Düşme, başarısız olma, yanılma ihtimalinin verdiği heyecanla kendini hep güvenli alanlarının dışına itiyor July. Bu hafif huzursuz yaratım hali, giderek sınırları ve söyledikleri büyüyen, daha keşifçi bir sanat pratiğine yol açıyor. Tanımadığınız birilerinden, tanımadığınız birilerine mesajlar iletmenizi salık veren yakın dönemdeki icatlarından biri olan Somebody App’ten, posta kutumuza The Future filminin bir parçası olan varoluşsal ve isyankar gelecek kehanetlerine, July’ın mecraları çeşitlendikçe işleri de o kadar çok sesli hale geliyor.
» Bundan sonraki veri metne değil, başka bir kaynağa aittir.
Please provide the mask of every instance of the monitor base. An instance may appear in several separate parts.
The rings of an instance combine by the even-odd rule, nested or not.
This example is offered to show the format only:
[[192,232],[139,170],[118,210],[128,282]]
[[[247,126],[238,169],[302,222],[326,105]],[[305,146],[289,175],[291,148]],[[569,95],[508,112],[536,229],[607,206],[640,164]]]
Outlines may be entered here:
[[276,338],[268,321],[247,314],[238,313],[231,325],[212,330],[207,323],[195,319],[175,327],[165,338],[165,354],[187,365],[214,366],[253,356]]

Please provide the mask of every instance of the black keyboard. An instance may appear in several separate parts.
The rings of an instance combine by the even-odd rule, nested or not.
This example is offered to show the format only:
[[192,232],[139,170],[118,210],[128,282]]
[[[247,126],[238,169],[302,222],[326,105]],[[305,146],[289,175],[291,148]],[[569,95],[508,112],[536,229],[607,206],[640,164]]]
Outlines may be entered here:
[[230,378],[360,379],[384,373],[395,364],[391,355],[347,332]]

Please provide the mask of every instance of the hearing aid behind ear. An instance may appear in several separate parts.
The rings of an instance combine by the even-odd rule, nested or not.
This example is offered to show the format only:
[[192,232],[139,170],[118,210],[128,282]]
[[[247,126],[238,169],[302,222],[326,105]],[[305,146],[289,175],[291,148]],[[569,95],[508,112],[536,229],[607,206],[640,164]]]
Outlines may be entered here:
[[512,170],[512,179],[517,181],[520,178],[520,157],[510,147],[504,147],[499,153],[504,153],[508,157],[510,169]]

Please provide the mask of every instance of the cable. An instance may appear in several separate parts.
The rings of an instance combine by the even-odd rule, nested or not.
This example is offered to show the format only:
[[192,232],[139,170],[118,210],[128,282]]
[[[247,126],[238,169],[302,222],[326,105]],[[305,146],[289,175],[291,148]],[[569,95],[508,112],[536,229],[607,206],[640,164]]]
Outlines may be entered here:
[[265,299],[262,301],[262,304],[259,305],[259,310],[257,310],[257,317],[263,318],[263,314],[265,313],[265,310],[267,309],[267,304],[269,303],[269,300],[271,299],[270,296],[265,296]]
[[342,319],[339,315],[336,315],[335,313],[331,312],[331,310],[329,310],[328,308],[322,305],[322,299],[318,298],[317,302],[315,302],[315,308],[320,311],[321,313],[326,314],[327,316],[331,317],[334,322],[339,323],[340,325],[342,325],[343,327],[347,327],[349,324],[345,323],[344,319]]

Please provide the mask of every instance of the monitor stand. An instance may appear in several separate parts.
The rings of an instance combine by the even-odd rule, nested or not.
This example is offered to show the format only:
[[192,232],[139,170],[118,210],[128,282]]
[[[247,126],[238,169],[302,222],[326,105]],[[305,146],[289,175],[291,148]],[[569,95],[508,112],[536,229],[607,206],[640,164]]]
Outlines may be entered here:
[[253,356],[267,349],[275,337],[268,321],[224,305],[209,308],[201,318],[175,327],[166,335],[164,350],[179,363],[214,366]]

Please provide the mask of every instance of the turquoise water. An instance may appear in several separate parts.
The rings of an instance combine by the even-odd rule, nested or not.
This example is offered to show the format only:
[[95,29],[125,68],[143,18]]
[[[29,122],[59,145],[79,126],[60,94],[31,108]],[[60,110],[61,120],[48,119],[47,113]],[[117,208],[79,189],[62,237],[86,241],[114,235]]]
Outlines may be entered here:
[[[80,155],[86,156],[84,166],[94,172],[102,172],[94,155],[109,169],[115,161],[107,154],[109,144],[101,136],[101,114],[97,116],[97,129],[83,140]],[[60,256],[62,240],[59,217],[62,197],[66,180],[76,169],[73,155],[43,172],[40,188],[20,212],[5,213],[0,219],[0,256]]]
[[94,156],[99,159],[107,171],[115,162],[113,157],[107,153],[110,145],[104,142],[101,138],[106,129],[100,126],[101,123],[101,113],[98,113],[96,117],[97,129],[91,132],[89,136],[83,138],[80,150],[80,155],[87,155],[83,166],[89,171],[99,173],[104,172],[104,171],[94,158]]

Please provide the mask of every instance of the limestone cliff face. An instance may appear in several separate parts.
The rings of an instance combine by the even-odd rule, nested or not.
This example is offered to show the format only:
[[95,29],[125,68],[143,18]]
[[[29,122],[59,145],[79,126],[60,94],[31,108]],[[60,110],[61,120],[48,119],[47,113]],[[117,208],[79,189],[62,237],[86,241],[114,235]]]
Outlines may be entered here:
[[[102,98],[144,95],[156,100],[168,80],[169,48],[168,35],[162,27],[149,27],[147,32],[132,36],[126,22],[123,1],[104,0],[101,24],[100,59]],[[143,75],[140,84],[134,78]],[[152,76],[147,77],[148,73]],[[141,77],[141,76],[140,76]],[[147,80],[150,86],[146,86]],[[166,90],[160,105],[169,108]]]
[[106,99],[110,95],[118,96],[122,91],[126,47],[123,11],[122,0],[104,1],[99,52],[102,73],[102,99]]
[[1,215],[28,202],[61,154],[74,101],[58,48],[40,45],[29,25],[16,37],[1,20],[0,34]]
Kısa monologlardan oluşan ve gündelik bir estetiği olan kısa videolarından, bağımsız film camiasına adını uçuk sarı ve nil yeşili tonlarda yazdıran uzun metraj filmlerine, sanat yerleştirmelerinde ortaya çıkardığı kolektif ruhtan, hamilelik döneminde hayal dünyasını ele geçiren hormon merkezinin eseri son kitabı The First Bad Man’e (Everest Yayınları’ndan Birinci Kötü Adam adıyla yayınlandı), sıradanlaşmadan, ortak bir görsel ve metinsel bir dil yaratıyor. July’ın fokurdayan akıl kaynağından çıkıp, çatallanarak birbirinden ayrışan işleri, yine bir deltada, çok daha büyük, çok renk geçişli ve derin bir maviliğin içinde buluşuyor.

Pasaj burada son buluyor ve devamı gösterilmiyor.